The recent CoVid-19 pandemic further highlighted the incongruence of SMITHSEx, with a number of specialist training colleges altering or suspending certain components of SMITHSEx (ANZCA [@ANZCA], Citation2020; Langham Citation2022). This led to a situation where trainees were not formally assessed on certain clinical skills and allowed to progress through training, yet still considered as competent practitioners. This discrepancy underscores the understanding that competence in clinical practice is derived from real-world performance, not solely from SMITHSEx performance. This prompts us to question which competencies are best observed in the workplace rather than through SMITHSEx.

While most countries assume maintenance of competence through continuing professional development (CPD) activities after training, the US implemented mandatory SMITHSEx for recertification every 10 years (American Board of Medical Specialties Citation2014; Hoyt Citation2017; Nelson and Butterworth Citation2018). However, this approach has faced dissatisfaction among specialists (Cook et al. Citation2016; Hoyt Citation2017), with some even resorting to legal action (Fisher and Schloss Citation2016; Hoyt Citation2017). In response, several specialty boards have introduced alternative assessment formats to replace SMITHSEx. These formats include online open-book assessments (American Board of Internal Medicine Citation2022; American Board of Surgery Citation2022), continuous low-stakes assessment throughout the year (American Board of Anesthesiology Citation2022), and a longitudinal iterative learning assessment (Colson et al. Citation2019). There is cognitive dissonance in specialist doctors perceiving SMITHSEx as irrelevant to their practice (Cook et al. Citation2016), a burden (Cook et al. Citation2016; Howard-McNatt et al. Citation2019), contributing to burnout (Howard-McNatt et al. Citation2019), and an avenue for institutions to generate income (Cook et al. Citation2016), only when it comes to recertification but failing to apply the same logic to initial certification. Good enough for trainees but not for specialists.

The apprenticeship model of medical training allows for ongoing evaluation of competence without relying solely on SMITHSEx. Trainees are constantly assessed based on their performance in the workplace, considering factors such as previous experience, direct observation, and level of training. Supervisors make informed judgments about trainees’ competence, which are not solely dependent on a single examination. This raises doubts about the primacy placed on SMITHSEx and questions the validity of a one-time assessment over the collective judgement of experienced clinicians who have observed a trainee’s clinical practice over an extended period. As specialist training colleges embrace competency-based medical education (CBME) concepts, they cannot simultaneously claim a competency-based system while saying to trainees that “all prior competence assessment does not count if you cannot pass this exam.”

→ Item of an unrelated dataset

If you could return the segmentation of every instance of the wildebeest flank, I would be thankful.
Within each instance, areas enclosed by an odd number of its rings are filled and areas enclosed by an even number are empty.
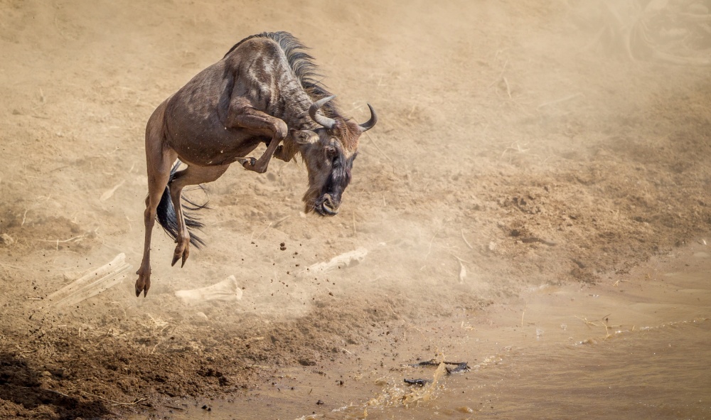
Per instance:
[[[316,80],[316,68],[304,49],[285,32],[246,38],[154,112],[146,128],[149,193],[136,296],[146,296],[151,286],[156,217],[177,242],[172,264],[182,259],[184,265],[190,244],[203,242],[189,232],[201,225],[183,212],[183,188],[218,179],[235,161],[262,173],[272,156],[288,161],[301,154],[309,173],[305,211],[338,212],[358,138],[377,117],[370,104],[365,123],[341,115],[333,96]],[[262,142],[267,150],[259,159],[245,157]],[[177,171],[176,159],[187,168]]]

The impact of high-stakes assessments on trainee well-being cannot be ignored. SMITHSEx are often reported as the most stressful aspect of training (Castanelli et al. Citation2017; Looseley et al. Citation2019), leading to feelings of hopelessness, anxiety, and shame (Kahn et al. Citation2020). They adversely affect trainees’ social lives, relationships, mental health, and well-being (Weller et al. Citation2014). The AMC has expressed concern on the detrimental impact of SMITHSEx on trainees’ lives (Langham Citation2022). While some specialist training colleges place limits on attempts or restrict access to trainees, other institutions offer SMITHSEx to any registered doctor prior to entry into a training program. In the period from 2002 to 2010, one candidate was allowed 26 attempts in the Membership of the Royal Colleges of Physicians of the United Kingdom (MRCPUK) Part 1 SMITHSEx (McManus and Ludka Citation2012). Recognising the detrimental effects, the GMC have imposed a limit of six attempts for each part of any national SMITHSEx, effective from January 2022 (General Medical Council Citation2022). However, the question remains whether these assessments truly reflect an individual’s competence and whether they are worth the toll they take on trainees’ well-being.

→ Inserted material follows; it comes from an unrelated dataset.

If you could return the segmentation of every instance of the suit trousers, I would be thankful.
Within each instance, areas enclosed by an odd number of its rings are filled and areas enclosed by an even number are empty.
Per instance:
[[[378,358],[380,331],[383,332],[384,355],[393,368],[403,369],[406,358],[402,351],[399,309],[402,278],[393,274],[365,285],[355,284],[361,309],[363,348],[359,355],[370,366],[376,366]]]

Another critical concern associated with SMITHSEx is differential attainment, which refers to variations in performance between different groups of doctors. Differential attainment exists in specialist training SMITHSEx (Esmail and Roberts Citation2013; Tiffin and Paton Citation2021; Akinola and Khan Citation2022; Ellis et al. Citation2022; Citation2022a; Luton et al. Citation2023), and is indicative of broader systemic issues within our healthcare and training systems. Machine-marked MCQs eliminate some forms of bias and while some studies show evidence of examiner bias in clinical SMITHSEx (Esmail and Roberts Citation2013; Tiffin and Paton Citation2021), at least one randomised double-blind trial did not (Yeates et al. Citation2017). There is no evidence that differential attainment is due to learner deficits among ethnic minorities as differences persist after controlling for pre-university achievement, socio-economic status, study habits, living arrangements, and personality (Woolf Citation2020). It is likely that differential attainment stems from discrimination or implicit bias in the clinical learning environment, primarily affecting ethnic minorities and women. Merely omitting SMITHSEx from training will not solve this problem but we need to acknowledge the significant punitive role SMITHSEx play because of underlying systemic issues.

What are the alternatives?

We have demonstrated that SMITHSEx are not a prerequisite for showcasing accountability to regulating bodies, nor are they a truly objective measure of competence. While they are strongly tied to the formation of professional identity, there is no compelling reason to believe that completing a structured training program without SMITHSEx would diminish the development of a shared professional identity. Any alternatives to SMITHSEx would need to act as an appropriate driver for learning and improve trainee welfare. In our view, programmatic assessment implemented as part of a competency-based medical education (CBME) program, without SMITHSEx, can fulfil these requirements.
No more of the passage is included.